After 10 years, the Prophet regrouped and returned in triumph to Mecca, where he died on 12 Rabee’ al-Awwal 11 AH, or the year 632 CE, at the age of 62.
Now, I will confess to learning just now about how the Islamic calendar works. But I have experienced Ramadan and lived in Muslim societies, in overseas Filipino worker stints in the 1970s, as an agricultural economist in Indonesia, and as a social indicators expert in Indonesia and Malaysia. Later I read the entire Quran, in connection with Social Weather Stations (SWS) work, though I am certainly no expert.There is substantial survey research on Filipino Muslims. SWS’ work on this resulted in two publications: “The Code of Muslim Personal Laws in Practice: What Influential Muslims and Shar’ia Lawyers Think,” by Linda Luz Guerrero, Hamid Barra, myself, and Vladymir Joseph Licudine, SWS, 2007; and “Filipino Public Opinion on the Bangsamoro Basic Law and the Mamasapano Incident,” SWS, 2015. The first is an analysis of a 2006 survey of 107 Filipino Shar’ia lawyers and 602 other influential Filipino Muslims (184 academics, 183 civil servants, 113 professionals, 98 religious leaders, and 24 traditional leaders; the great majority could read and write in Arabic).
The Philippines’ Code of Muslim Personal Laws was established by Presidential Decree No. 1083 (2/4/1977). This code is not Shar’iah itself, which is the divine and unalterable law from Allah, but is jurisprudence consistent with it and with the Philippine Constitution. Its provisions on marriage and inheritance, and how they work in practice, are particularly good for non-Muslims to know.

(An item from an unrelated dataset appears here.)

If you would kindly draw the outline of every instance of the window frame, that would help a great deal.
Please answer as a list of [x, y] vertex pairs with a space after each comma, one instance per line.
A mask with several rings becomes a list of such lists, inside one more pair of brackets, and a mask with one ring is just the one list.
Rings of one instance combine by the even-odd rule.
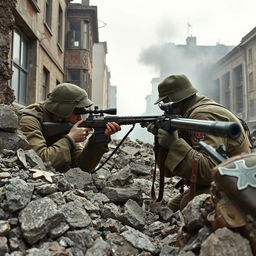
[[[18, 62], [13, 58], [15, 33], [19, 35], [19, 59]], [[24, 45], [26, 45], [24, 55]], [[15, 69], [17, 70], [17, 84], [14, 86], [14, 75], [10, 81], [11, 87], [14, 89], [16, 101], [20, 104], [26, 105], [27, 103], [27, 91], [28, 91], [28, 55], [29, 55], [29, 40], [26, 35], [19, 29], [15, 28], [12, 32], [12, 51], [11, 51], [11, 68], [15, 75]], [[25, 65], [23, 58], [25, 58]], [[14, 69], [15, 68], [15, 69]], [[25, 80], [22, 81], [22, 76], [25, 75]], [[22, 83], [22, 84], [21, 84]], [[17, 86], [16, 86], [17, 85]], [[25, 90], [25, 91], [24, 91]], [[24, 96], [23, 96], [24, 95]]]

The second publication discusses a February 2015 survey of 1,500 adults in core territories of the Autonomous Region of Muslim Mindanao and 400 adults in nearby areas of Zamboanga City, Lanao del Norte, and Cotabato. It shows that the Mamasapano incident was only a temporary setback to the peace process.SWS has done many surveys of Muslim Filipinos, particularly in the Bangsamoro Autonomous Region of Muslim Mindanao (BARMM, inaugurated 3/29/2019), and is pleased to continue doing so. These are commissioned surveys, which no doubt the sponsors immediately share with officials of BARMM and the national government. They are subject to a three-year embargo, after which the archived data are accessible to researchers. I hope Muslim Filipino organizations engage in similar work, inshallah.

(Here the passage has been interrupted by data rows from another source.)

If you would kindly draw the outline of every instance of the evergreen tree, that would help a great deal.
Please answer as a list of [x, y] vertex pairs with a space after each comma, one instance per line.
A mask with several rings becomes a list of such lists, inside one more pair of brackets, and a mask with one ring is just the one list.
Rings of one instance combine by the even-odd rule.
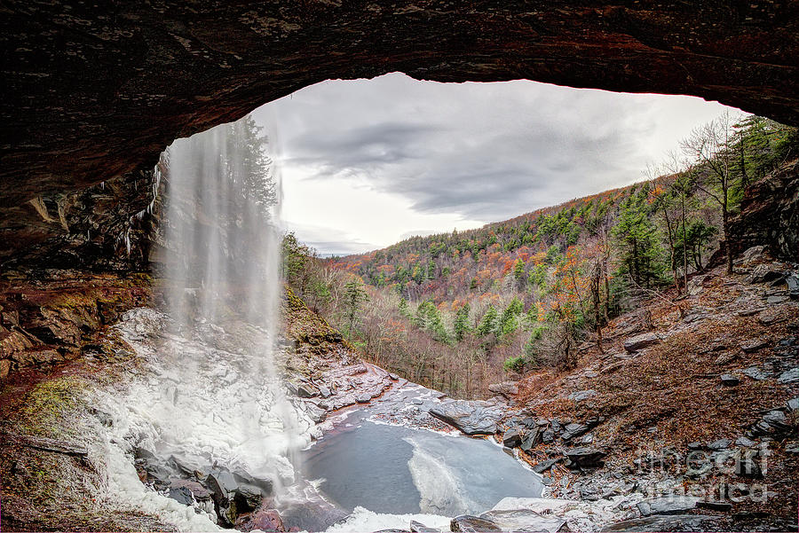
[[471, 306], [469, 303], [464, 303], [461, 306], [461, 309], [455, 313], [455, 339], [458, 342], [463, 341], [466, 338], [466, 335], [471, 331], [471, 326], [469, 324], [469, 313], [471, 311]]
[[352, 335], [355, 327], [355, 319], [360, 306], [369, 299], [363, 283], [360, 279], [351, 279], [344, 285], [344, 312], [349, 324], [349, 333]]
[[488, 304], [488, 309], [480, 319], [480, 323], [477, 327], [477, 334], [479, 337], [485, 337], [496, 328], [497, 312], [494, 304]]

It was heartwarming to hear the guest of honor at SWS’ 30th-anniversary celebration say:“We thank SWS for collecting the perceptions of our people so that we who purport to serve them would know what their collective desires are. Everyone seeks peace but peace cannot be built on exclusion and marginalization. Peace requires inclusion and engagement. We thank SWS for engaging our people and for making us feel our voice is important.”—Mohagher Iqbal, Bangsamoro Transition Committee chair, 15 August 2015 CE, or 30 Shawwal 1436 AH.